2.3 Die Grenze für die Zulässigkeit einer Probezeit im zweiten Arbeitsverhältnis ist aber immer dort zu ziehen, wo unter den gegebenen Umständen eine Umgehung arbeitsrechtlicher Schutzvorschriften zu befürchten ist, beispielsweise etwa die systematische Auflösung von Arbeitsverhältnissen in der Probezeit vorgenommen wird, um sie dann erneut zu begründen (8 ObA 42/05t; 9 ObA 68/12h; Schrattbauer, AÜG Kommentar [2020] § 11 Rz 51; Rauch, Probezeit bei weiteren Arbeitsverhältnissen, ASok 2011, 347 [349]).“

[2] 3. Mit dieser Rechtsprechung steht die Rechtsansicht des Berufungsgerichts in Einklang, dass es einer sachlichen Rechtfertigung der (hier nicht nur vereinbarten, sondern auch) kollektivvertraglich angeordneten Probezeit für die neuerliche Beschäftigung nicht bedurfte.

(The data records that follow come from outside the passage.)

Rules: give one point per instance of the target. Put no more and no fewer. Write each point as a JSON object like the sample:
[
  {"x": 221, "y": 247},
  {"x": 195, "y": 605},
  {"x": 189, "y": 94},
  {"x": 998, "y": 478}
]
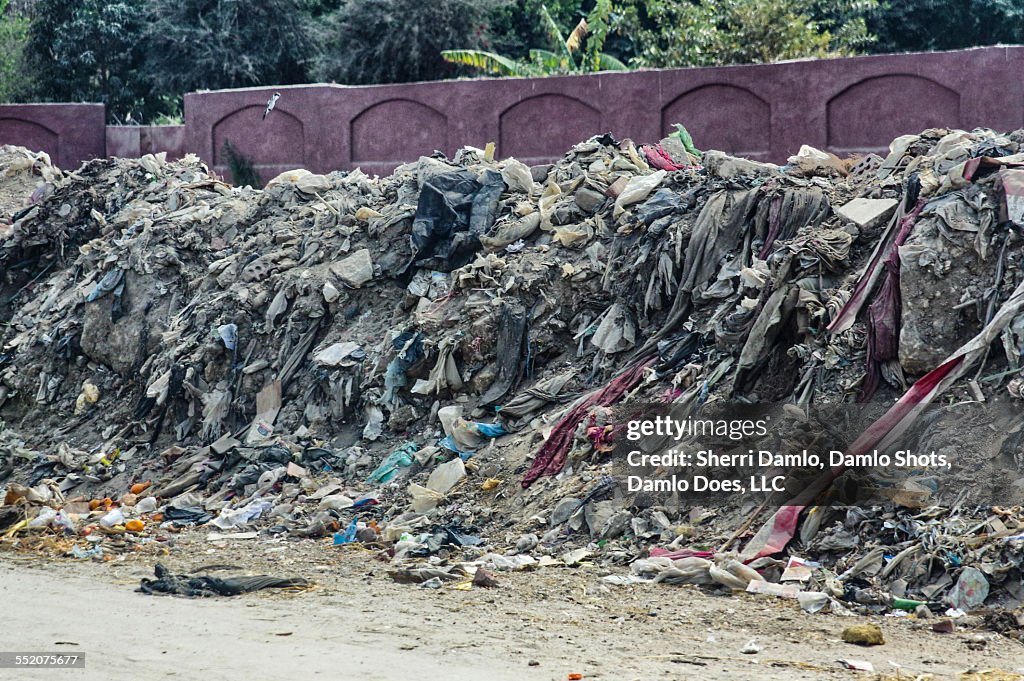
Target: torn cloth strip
[
  {"x": 551, "y": 458},
  {"x": 780, "y": 528},
  {"x": 884, "y": 312}
]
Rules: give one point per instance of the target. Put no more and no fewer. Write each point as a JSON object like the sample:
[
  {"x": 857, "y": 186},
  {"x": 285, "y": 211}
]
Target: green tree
[
  {"x": 699, "y": 33},
  {"x": 518, "y": 25},
  {"x": 213, "y": 44},
  {"x": 13, "y": 34},
  {"x": 940, "y": 25},
  {"x": 89, "y": 50},
  {"x": 398, "y": 41},
  {"x": 582, "y": 51}
]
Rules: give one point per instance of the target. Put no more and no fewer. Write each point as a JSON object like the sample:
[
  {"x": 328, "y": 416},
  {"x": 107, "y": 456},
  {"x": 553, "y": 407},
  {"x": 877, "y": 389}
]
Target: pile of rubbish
[{"x": 431, "y": 364}]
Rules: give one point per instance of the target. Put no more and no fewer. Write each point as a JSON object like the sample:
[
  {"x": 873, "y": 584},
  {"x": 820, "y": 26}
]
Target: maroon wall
[
  {"x": 764, "y": 112},
  {"x": 70, "y": 133},
  {"x": 135, "y": 140}
]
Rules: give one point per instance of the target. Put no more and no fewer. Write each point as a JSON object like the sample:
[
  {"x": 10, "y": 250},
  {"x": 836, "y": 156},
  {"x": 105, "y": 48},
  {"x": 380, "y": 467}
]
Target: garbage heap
[{"x": 432, "y": 362}]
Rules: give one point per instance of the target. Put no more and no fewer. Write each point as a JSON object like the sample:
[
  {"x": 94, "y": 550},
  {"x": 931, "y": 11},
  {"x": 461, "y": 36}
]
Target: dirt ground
[{"x": 356, "y": 623}]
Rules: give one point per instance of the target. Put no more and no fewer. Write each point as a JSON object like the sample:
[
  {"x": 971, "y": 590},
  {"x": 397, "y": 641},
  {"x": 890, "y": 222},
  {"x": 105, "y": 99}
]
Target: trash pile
[{"x": 430, "y": 363}]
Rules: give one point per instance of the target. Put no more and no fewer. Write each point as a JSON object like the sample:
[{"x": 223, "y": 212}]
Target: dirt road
[{"x": 357, "y": 624}]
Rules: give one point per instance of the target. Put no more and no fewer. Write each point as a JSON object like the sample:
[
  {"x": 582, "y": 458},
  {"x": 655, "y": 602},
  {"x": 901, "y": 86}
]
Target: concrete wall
[
  {"x": 135, "y": 140},
  {"x": 763, "y": 112},
  {"x": 70, "y": 133}
]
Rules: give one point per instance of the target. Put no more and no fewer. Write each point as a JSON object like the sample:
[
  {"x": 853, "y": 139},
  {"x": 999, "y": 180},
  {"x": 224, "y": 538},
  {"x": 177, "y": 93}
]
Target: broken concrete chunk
[
  {"x": 356, "y": 269},
  {"x": 589, "y": 200},
  {"x": 331, "y": 292},
  {"x": 866, "y": 213},
  {"x": 333, "y": 355}
]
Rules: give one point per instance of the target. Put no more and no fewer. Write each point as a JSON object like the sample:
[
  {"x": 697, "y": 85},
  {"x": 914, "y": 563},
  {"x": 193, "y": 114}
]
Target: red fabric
[
  {"x": 658, "y": 159},
  {"x": 658, "y": 552},
  {"x": 884, "y": 312},
  {"x": 551, "y": 458},
  {"x": 780, "y": 528}
]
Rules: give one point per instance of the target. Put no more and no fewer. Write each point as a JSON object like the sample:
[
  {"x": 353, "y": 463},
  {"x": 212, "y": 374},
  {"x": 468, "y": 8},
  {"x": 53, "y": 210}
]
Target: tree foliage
[
  {"x": 581, "y": 51},
  {"x": 13, "y": 34},
  {"x": 88, "y": 50},
  {"x": 396, "y": 41},
  {"x": 942, "y": 25},
  {"x": 139, "y": 56},
  {"x": 213, "y": 44},
  {"x": 685, "y": 33}
]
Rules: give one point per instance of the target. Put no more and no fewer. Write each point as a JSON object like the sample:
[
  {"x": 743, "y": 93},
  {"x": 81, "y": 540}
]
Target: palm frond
[
  {"x": 554, "y": 33},
  {"x": 607, "y": 62},
  {"x": 576, "y": 38},
  {"x": 495, "y": 64}
]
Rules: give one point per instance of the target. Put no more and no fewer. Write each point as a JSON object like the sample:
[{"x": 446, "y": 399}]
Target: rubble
[{"x": 429, "y": 364}]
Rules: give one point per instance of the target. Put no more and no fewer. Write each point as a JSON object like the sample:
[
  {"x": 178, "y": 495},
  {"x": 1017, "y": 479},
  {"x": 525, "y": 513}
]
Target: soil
[{"x": 356, "y": 623}]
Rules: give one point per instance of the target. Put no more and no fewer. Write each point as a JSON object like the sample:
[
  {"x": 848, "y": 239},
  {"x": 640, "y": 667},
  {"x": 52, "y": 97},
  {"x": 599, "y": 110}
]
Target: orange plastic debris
[{"x": 139, "y": 487}]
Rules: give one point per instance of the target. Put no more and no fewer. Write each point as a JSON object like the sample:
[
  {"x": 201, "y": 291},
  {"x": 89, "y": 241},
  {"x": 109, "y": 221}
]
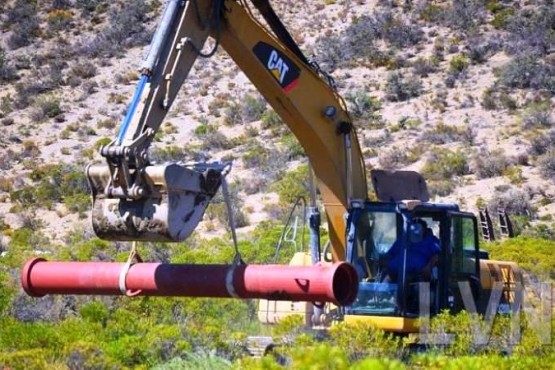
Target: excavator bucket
[{"x": 175, "y": 202}]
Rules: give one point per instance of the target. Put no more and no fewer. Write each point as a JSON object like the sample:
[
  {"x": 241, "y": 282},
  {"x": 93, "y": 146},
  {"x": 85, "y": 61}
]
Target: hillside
[{"x": 462, "y": 92}]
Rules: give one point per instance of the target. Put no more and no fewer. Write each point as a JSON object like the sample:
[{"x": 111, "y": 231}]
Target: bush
[
  {"x": 502, "y": 18},
  {"x": 83, "y": 70},
  {"x": 525, "y": 72},
  {"x": 424, "y": 66},
  {"x": 331, "y": 53},
  {"x": 253, "y": 107},
  {"x": 537, "y": 115},
  {"x": 546, "y": 163},
  {"x": 514, "y": 201},
  {"x": 398, "y": 88},
  {"x": 270, "y": 119},
  {"x": 363, "y": 106},
  {"x": 46, "y": 106},
  {"x": 531, "y": 31},
  {"x": 494, "y": 98},
  {"x": 126, "y": 28},
  {"x": 292, "y": 185},
  {"x": 59, "y": 19},
  {"x": 393, "y": 158},
  {"x": 541, "y": 142},
  {"x": 444, "y": 164},
  {"x": 256, "y": 156},
  {"x": 24, "y": 23},
  {"x": 7, "y": 70},
  {"x": 464, "y": 15},
  {"x": 443, "y": 134}
]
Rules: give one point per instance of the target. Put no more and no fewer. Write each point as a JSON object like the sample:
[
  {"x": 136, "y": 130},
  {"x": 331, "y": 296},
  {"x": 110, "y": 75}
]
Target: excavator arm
[{"x": 134, "y": 200}]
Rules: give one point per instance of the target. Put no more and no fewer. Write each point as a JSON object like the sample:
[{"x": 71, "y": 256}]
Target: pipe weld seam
[
  {"x": 229, "y": 282},
  {"x": 123, "y": 276}
]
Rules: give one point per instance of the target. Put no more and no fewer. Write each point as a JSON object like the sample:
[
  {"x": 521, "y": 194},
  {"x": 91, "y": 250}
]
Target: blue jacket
[{"x": 418, "y": 254}]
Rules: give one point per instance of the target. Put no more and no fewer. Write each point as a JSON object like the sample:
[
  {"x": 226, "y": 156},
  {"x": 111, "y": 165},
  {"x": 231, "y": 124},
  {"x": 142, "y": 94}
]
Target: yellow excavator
[{"x": 134, "y": 199}]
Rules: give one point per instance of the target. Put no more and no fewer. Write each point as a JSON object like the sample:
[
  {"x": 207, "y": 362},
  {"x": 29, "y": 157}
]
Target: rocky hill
[{"x": 462, "y": 91}]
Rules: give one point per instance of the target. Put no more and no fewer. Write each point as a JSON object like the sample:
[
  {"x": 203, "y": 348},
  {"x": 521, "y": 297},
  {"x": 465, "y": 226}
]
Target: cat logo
[
  {"x": 285, "y": 72},
  {"x": 277, "y": 66}
]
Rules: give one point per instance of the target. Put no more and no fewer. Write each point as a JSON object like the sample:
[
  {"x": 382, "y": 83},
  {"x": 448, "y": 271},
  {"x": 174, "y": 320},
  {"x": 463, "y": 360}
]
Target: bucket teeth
[{"x": 176, "y": 199}]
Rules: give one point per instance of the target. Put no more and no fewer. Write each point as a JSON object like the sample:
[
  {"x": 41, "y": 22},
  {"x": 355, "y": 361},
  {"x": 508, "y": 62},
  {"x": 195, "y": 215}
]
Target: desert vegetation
[{"x": 462, "y": 91}]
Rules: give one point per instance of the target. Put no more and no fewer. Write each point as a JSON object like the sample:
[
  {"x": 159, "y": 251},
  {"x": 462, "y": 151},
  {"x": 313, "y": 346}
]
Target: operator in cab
[{"x": 422, "y": 254}]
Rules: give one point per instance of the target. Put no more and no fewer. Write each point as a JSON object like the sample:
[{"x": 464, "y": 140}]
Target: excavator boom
[{"x": 133, "y": 201}]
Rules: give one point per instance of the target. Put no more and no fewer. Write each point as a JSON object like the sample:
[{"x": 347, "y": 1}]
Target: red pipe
[{"x": 335, "y": 283}]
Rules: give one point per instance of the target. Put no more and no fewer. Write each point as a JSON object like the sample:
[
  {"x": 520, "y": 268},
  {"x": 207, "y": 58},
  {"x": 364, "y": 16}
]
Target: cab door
[{"x": 461, "y": 259}]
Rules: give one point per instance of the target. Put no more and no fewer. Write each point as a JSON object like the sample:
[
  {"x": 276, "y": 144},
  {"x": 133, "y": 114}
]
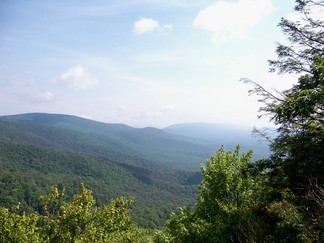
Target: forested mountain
[
  {"x": 158, "y": 168},
  {"x": 228, "y": 135}
]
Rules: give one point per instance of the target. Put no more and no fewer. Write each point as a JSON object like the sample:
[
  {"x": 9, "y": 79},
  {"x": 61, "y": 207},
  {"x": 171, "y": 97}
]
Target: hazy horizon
[{"x": 144, "y": 64}]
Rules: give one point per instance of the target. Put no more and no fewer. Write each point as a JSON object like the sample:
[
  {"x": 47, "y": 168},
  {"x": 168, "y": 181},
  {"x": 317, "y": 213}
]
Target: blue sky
[{"x": 142, "y": 63}]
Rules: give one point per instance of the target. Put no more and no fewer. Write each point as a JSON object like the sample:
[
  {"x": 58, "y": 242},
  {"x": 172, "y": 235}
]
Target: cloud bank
[
  {"x": 145, "y": 25},
  {"x": 233, "y": 20},
  {"x": 78, "y": 78}
]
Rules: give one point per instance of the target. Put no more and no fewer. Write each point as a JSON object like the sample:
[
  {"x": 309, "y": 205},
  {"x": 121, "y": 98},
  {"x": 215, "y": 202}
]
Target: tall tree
[
  {"x": 297, "y": 163},
  {"x": 225, "y": 198}
]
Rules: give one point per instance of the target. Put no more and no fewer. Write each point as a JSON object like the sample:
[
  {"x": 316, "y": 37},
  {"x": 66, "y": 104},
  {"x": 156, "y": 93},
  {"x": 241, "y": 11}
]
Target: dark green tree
[
  {"x": 226, "y": 197},
  {"x": 297, "y": 163}
]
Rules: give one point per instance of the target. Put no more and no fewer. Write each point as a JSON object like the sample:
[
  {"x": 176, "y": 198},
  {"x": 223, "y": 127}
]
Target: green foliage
[
  {"x": 79, "y": 220},
  {"x": 225, "y": 200},
  {"x": 295, "y": 169},
  {"x": 26, "y": 172}
]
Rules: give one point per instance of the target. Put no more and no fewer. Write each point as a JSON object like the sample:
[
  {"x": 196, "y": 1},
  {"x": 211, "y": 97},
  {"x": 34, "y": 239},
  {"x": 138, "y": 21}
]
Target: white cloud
[
  {"x": 166, "y": 108},
  {"x": 145, "y": 25},
  {"x": 44, "y": 97},
  {"x": 316, "y": 12},
  {"x": 232, "y": 20},
  {"x": 78, "y": 78}
]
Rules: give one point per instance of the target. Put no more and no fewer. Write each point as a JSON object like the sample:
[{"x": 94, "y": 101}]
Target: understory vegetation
[{"x": 277, "y": 199}]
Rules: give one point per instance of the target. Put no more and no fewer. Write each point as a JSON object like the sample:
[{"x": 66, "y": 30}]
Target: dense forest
[{"x": 77, "y": 184}]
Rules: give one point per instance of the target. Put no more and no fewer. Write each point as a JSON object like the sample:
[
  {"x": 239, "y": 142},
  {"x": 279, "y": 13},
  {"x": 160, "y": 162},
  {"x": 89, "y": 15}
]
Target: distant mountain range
[{"x": 159, "y": 167}]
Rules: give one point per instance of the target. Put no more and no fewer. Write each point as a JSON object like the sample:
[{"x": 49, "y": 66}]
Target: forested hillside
[{"x": 35, "y": 154}]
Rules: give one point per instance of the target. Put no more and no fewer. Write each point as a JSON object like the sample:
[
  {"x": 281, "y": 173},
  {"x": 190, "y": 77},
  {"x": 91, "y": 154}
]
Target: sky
[{"x": 140, "y": 62}]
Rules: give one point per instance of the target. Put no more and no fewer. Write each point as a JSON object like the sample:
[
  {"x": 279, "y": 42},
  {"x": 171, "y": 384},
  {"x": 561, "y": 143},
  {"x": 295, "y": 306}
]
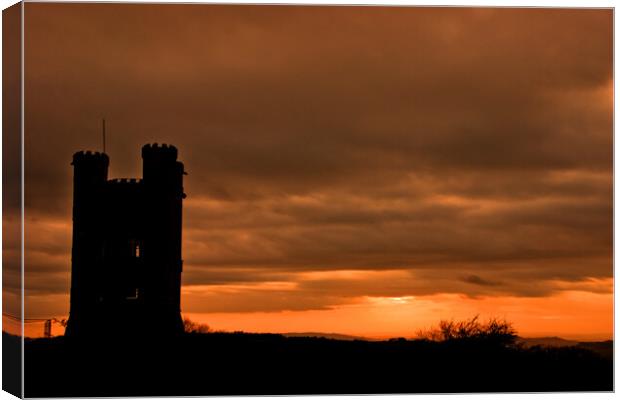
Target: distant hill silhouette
[{"x": 336, "y": 336}]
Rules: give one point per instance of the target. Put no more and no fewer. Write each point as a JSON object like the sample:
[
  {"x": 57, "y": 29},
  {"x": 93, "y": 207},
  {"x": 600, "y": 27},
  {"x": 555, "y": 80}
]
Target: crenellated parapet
[
  {"x": 125, "y": 181},
  {"x": 90, "y": 157}
]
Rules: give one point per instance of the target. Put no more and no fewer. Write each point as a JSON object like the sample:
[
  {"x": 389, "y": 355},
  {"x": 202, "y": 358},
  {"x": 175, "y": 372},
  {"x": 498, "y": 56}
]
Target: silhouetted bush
[
  {"x": 192, "y": 327},
  {"x": 494, "y": 331}
]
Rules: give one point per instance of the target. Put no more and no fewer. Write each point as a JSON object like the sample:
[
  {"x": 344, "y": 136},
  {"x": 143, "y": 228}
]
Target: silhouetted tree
[
  {"x": 495, "y": 331},
  {"x": 192, "y": 327}
]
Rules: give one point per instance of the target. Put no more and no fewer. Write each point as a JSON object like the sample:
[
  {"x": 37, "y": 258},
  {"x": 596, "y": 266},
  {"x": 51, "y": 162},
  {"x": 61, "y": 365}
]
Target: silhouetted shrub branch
[
  {"x": 494, "y": 331},
  {"x": 192, "y": 327}
]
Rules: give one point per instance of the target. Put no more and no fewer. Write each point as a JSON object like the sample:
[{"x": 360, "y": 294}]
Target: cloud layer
[{"x": 336, "y": 152}]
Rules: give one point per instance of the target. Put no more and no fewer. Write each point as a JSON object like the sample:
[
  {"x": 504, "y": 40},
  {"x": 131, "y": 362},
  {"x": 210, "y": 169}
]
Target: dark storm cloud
[{"x": 473, "y": 144}]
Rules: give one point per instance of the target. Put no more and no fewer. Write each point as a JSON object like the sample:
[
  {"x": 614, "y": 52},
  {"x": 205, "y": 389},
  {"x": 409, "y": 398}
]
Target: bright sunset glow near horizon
[{"x": 367, "y": 171}]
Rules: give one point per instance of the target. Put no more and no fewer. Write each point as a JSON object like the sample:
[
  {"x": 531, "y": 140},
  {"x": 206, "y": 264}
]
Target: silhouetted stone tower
[{"x": 126, "y": 256}]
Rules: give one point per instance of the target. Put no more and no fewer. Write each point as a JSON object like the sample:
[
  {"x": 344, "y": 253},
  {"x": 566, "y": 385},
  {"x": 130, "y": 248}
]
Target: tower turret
[
  {"x": 163, "y": 187},
  {"x": 89, "y": 179}
]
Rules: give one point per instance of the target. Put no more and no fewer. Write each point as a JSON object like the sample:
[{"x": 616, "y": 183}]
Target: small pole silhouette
[{"x": 47, "y": 328}]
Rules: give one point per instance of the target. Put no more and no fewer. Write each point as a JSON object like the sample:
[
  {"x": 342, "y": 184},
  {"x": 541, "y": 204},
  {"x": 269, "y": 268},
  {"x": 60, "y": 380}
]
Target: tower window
[
  {"x": 134, "y": 295},
  {"x": 136, "y": 249}
]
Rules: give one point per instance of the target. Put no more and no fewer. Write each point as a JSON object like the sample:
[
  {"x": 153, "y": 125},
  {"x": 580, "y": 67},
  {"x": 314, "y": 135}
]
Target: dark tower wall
[
  {"x": 126, "y": 256},
  {"x": 90, "y": 173},
  {"x": 163, "y": 189}
]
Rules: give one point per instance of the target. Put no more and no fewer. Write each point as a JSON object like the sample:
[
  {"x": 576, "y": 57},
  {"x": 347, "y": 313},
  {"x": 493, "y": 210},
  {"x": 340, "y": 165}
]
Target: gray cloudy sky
[{"x": 431, "y": 150}]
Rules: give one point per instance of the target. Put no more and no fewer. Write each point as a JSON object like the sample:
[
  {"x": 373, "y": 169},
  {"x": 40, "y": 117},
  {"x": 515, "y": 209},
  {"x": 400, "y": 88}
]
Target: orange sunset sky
[{"x": 360, "y": 170}]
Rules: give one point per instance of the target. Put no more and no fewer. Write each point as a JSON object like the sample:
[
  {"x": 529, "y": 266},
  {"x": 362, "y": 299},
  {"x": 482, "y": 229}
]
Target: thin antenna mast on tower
[{"x": 104, "y": 135}]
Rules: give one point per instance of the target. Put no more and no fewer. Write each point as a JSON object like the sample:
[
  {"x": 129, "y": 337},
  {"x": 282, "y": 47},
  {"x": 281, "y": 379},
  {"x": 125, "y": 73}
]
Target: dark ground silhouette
[{"x": 239, "y": 363}]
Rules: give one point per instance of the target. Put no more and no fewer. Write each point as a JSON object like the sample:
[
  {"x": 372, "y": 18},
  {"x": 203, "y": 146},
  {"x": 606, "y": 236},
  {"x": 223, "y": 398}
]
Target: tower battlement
[
  {"x": 163, "y": 152},
  {"x": 89, "y": 157}
]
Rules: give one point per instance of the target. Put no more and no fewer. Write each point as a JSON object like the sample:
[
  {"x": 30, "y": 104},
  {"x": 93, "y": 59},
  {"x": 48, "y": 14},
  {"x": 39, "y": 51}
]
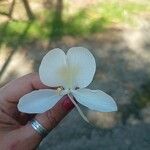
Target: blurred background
[{"x": 117, "y": 32}]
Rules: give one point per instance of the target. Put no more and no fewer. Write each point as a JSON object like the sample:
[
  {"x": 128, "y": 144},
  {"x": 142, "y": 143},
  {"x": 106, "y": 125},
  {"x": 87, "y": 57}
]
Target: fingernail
[{"x": 67, "y": 104}]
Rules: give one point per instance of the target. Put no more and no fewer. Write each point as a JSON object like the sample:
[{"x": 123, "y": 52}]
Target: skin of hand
[{"x": 16, "y": 133}]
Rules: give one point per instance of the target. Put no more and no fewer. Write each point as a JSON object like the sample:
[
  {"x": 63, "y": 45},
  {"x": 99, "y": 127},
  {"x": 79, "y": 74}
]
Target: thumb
[{"x": 28, "y": 138}]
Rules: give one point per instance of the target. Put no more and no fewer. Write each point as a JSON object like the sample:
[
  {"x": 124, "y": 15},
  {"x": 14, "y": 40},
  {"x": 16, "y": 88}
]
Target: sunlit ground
[{"x": 118, "y": 34}]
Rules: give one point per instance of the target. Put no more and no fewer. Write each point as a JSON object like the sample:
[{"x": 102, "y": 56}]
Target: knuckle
[{"x": 52, "y": 118}]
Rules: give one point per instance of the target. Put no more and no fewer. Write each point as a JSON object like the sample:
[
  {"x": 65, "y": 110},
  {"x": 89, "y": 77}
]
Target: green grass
[{"x": 96, "y": 18}]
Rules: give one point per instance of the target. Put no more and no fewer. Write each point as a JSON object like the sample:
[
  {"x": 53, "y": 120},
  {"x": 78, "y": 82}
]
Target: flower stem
[{"x": 78, "y": 108}]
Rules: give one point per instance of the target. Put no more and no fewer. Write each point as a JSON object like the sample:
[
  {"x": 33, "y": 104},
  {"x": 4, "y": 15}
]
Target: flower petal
[
  {"x": 38, "y": 101},
  {"x": 50, "y": 67},
  {"x": 83, "y": 64},
  {"x": 95, "y": 100}
]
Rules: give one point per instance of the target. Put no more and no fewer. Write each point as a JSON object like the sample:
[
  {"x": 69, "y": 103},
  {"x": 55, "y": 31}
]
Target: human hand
[{"x": 16, "y": 133}]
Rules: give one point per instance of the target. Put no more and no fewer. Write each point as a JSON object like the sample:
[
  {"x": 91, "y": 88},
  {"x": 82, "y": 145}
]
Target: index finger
[{"x": 15, "y": 89}]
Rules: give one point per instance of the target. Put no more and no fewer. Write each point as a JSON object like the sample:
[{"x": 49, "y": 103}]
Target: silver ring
[{"x": 39, "y": 128}]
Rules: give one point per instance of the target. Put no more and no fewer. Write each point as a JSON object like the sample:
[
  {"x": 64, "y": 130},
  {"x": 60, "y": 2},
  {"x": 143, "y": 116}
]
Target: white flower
[{"x": 72, "y": 73}]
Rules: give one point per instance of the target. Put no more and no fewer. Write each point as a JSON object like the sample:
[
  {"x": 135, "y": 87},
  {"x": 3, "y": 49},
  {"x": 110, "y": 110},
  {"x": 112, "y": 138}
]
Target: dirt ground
[{"x": 123, "y": 67}]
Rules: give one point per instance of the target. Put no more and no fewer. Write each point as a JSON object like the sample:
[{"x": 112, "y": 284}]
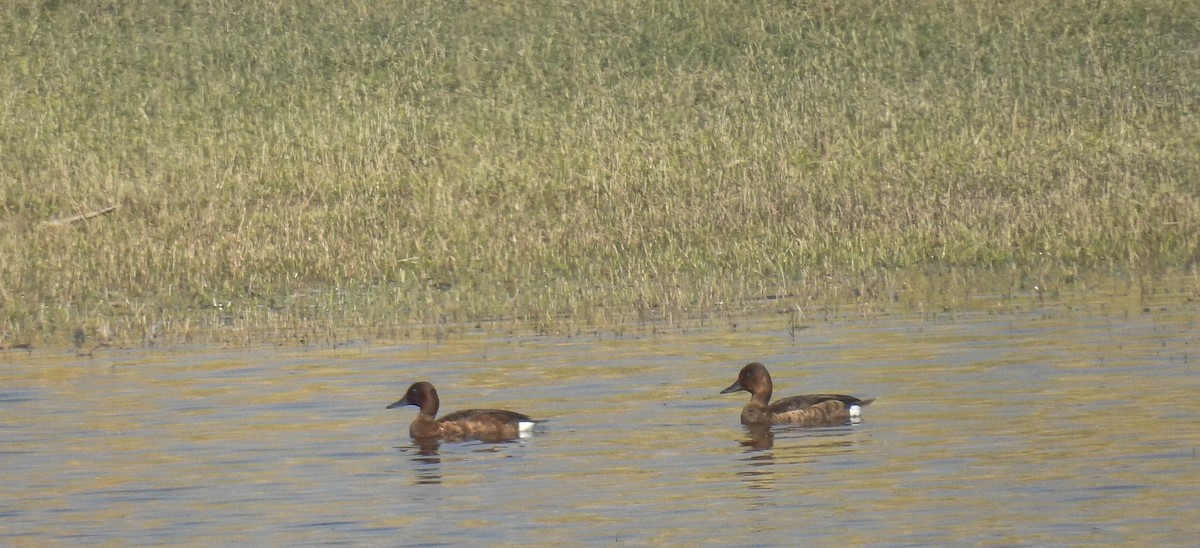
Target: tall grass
[{"x": 301, "y": 167}]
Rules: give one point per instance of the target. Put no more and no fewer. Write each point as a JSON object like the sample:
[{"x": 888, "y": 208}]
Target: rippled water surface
[{"x": 1015, "y": 425}]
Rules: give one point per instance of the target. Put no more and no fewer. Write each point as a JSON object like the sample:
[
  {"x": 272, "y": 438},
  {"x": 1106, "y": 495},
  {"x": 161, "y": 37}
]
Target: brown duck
[
  {"x": 820, "y": 409},
  {"x": 489, "y": 425}
]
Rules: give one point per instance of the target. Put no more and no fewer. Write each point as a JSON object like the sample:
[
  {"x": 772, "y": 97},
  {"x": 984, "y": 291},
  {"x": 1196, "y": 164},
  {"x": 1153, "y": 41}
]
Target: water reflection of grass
[{"x": 291, "y": 169}]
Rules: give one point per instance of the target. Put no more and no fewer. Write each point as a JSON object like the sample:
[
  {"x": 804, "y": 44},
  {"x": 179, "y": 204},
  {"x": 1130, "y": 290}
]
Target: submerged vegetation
[{"x": 295, "y": 167}]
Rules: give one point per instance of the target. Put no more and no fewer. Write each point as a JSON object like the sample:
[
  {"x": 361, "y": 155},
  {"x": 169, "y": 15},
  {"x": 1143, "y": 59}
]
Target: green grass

[3] 4. Ob für einen Rechtsmissbrauch ausreichende Anhaltspunkte gegeben sind, kann nur nach den jeweiligen Umständen des Einzelfalls beurteilt werden. Selbst unter Anlegung eines strengen Maßstabs bei der Prüfung rechtsmissbräuchlicher Vorgangsweisen (Schrattbauer, AÜG Kommentar [2020] § 11 Rz 51) stellt es keine Überschreitung des Ermessensspielraums dar, wenn die Vorinstanzen im vorliegenden Fall dafür keine ausreichenden Anhaltspunkte angenommen haben. Aus dem Umstand allein, dass das erste Arbeitsverhältnis im Zuge der ersten Welle der Coronapandemie am 31. 3. 2020 einvernehmlich aufgelöst und (schon) mit 18. 6. 2020 ein neues Arbeitsverhältnis begründet wurde, kann ein Rechtsmissbrauch noch nicht abgeleitet werden, auch wenn die Klägerin bei demselben Beschäftigerbetrieb am identen Arbeitsplatz eingesetzt war.